Makan siang (bab 7)

1.3K 147 38
                                    

Aku segera mengemasi buku pelajaranku ketika lonceng bunyi empat kali. Tanda kegiatan belajar mengajar telah usai. Di sekolah baruku ini jam belajar berakhir pukul 13.30. Jauh berbeda dengan sekolah lamaku yang menerapkan sistem belajar full day.

Selesai memasukan semua buku-buku dalam tas aku segera bangkit berdiri.

"Djian ..." panggil Nina teman sekelasku.

"Hari ini kita mau belajar kelompok, mau ikut gak?" Ada dua temanku yang lain di samping Nina.

"Pengen sih, tapi ... kayaknya lain kali deh, aku gak bisa ikut untuk saat-saat ini." jawabku sambil memasang wajah sedih.

"Kamu kenapa sih, belakangan ini kayaknya jarang banget deh ikut belajar kelompok. Kamu sibuk apa sih?" Nina terlihat kecewa dengan jawabanku.

"Aku sibuk bantu-bantu kakek di rumah." Aku tidak mungkin mengatakan yang sebenarnya pada teman-temanku. Bahwa aku sekarang ini sibuk jadi pembantu paruh waktu di rumah besar yang tak jauh dari sekolahan.

"Apa iya setiap hari kamu bantu Kakek jualan sayuran, kamu gak punya waktu lagi dong belajar kelompok sama kita-kita."

"Ya mau bagaimana lagi. Kakekku sudah tua, jadi aku harus banyak bantu dia." Berharap teman-temanku percaya.

"Oke deh Djian gak apa-apa kok, Nina kamu gak boleh maksa gitu. Djian benar dia harus lebih mementingkan bantu kakeknya," sahut temanku yang lain. Dia bernama Fadli.

"Aku gak bermaksud maksa Djian, aku hanya pengen dia bisa belajar kelompok bareng kita. Dia kan pintar." Nina menundukkan kepala.

"Ahhh .... Sudah gak apa-apa, lain kali aku akan sempatkan untuk belajar bareng kalian oke," hiburku pada teman-temanku.

"Kalau gitu aku duluan ya," pamitku pada ketiga teman sekelasku.

Mereka bertiga menganggukan kepala hampir bersamaan. Kemudian aku keluar kelas lalu berjalan menuju tempat parkir untuk mengambil sepeda miniku. Aku tidak malu, sekalipun aku ini cowok tapi aku tetap percaya diri kemana-mana naik sepeda mini. Yang seharusnya lebih cocok untuk anak perempuan.

Sejak hidup bersama Kakek aku belajar hidup sederhana dan apa adanya. Berbeda sekali ketika dulu masih hidup dengan kedua orangtuaku. Hidupku serba kecukupan. Sekarang aku tidak lagi hidup di kota jadi aku harus menyesuaikan diri.

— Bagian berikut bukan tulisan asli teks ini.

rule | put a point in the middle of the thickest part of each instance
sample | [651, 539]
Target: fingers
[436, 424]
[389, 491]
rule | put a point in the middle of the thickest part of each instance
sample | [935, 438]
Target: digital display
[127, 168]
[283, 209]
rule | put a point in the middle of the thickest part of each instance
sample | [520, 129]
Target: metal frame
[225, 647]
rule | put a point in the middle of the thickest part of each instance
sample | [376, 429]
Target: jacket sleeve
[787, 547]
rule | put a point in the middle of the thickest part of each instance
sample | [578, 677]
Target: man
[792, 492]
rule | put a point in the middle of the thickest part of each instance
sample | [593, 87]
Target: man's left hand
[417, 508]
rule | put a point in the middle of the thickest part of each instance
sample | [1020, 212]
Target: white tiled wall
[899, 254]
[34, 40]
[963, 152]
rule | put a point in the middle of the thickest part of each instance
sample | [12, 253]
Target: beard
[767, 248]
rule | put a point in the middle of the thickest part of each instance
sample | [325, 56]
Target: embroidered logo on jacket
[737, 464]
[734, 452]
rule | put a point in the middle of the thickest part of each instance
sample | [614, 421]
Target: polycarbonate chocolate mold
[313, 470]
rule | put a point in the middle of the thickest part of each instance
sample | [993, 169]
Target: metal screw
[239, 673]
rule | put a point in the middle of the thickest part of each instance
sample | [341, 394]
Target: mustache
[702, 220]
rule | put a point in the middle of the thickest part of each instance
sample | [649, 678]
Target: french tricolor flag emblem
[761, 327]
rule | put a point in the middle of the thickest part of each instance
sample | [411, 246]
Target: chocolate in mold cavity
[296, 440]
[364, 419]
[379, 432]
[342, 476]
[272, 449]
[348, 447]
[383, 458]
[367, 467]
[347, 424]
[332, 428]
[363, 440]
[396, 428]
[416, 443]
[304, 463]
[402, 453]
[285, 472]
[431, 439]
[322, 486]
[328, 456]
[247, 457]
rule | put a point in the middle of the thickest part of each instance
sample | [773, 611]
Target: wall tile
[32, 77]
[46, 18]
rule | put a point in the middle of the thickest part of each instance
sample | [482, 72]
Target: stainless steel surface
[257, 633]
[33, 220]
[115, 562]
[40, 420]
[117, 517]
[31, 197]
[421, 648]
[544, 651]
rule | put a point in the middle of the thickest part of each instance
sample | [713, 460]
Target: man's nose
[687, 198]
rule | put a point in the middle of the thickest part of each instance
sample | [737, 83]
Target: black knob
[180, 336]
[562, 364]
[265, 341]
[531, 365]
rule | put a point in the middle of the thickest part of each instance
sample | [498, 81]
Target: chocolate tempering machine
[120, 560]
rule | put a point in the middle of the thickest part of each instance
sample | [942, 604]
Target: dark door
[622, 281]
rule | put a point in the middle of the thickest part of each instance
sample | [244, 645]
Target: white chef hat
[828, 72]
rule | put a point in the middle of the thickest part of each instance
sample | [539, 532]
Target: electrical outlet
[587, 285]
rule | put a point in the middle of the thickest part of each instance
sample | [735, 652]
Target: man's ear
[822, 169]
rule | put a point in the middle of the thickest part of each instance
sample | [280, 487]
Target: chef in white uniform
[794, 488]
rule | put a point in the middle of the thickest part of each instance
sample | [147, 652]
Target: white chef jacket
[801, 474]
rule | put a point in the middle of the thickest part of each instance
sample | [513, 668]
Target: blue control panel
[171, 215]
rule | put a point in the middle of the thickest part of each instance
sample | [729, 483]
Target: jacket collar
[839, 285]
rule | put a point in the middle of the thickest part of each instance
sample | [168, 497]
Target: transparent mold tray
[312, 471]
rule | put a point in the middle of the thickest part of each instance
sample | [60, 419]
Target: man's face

Aku mengayuh sepedaku, memutar arah tidak melewati jalan yang biasa aku lalui. Kali ini aku melewati jalan menuju rumah tempatku kerja sebagai pembantu. Kali ini aku tidak pulang dulu ke rumah Kakek, tadi pagi aku sudah berpamitan pada Kakek kalau kemungkinan besar aku tidak pulang dulu. Aku langsung menuju rumah tempatku bekerja.

Aku harus mencoba cara ini, Karena pria sombong penghuni rumah itu selalu protes jika aku telat datang walau hanya lima menit saja. 'waktu itu sangat penting!' itu adalah kalimat yang selalu diucapkan jika aku telat datang. Pria itu sama sekali tidak memikirkan aku juga butuh makan siang, butuh ganti baju dan lainnya.

Oh ya aku sudah beberapa hari kerja pada pria sombong itu. Jangan tanya bagaimana dia. Semakin hari sikapnya semakin menyebalkan. Teriak-teriak tidak jelas. Marah jika aku melakukan kesalahan kecil saja. Satu lagi yang paling menguji kesabaranku, dia akan menyuruhku untuk mengulang pekerjaan jika apa yang aku kerjakan tidak sesuai dengan standar kebersihannya.

Sesampainya di depan rumah Om Andaru aku berhenti sebentar, lalu aku menoleh ke kanan dan kiri, memastikan tidak ada teman sekolah ada di sekitar sini. Setelah kupastikan aman, aku segera masuk halaman rumah.

Aku tidak perlu mengetuk pintu, aku bisa masuk rumah besar ini kapan saja karena aku punya kunci cadangan.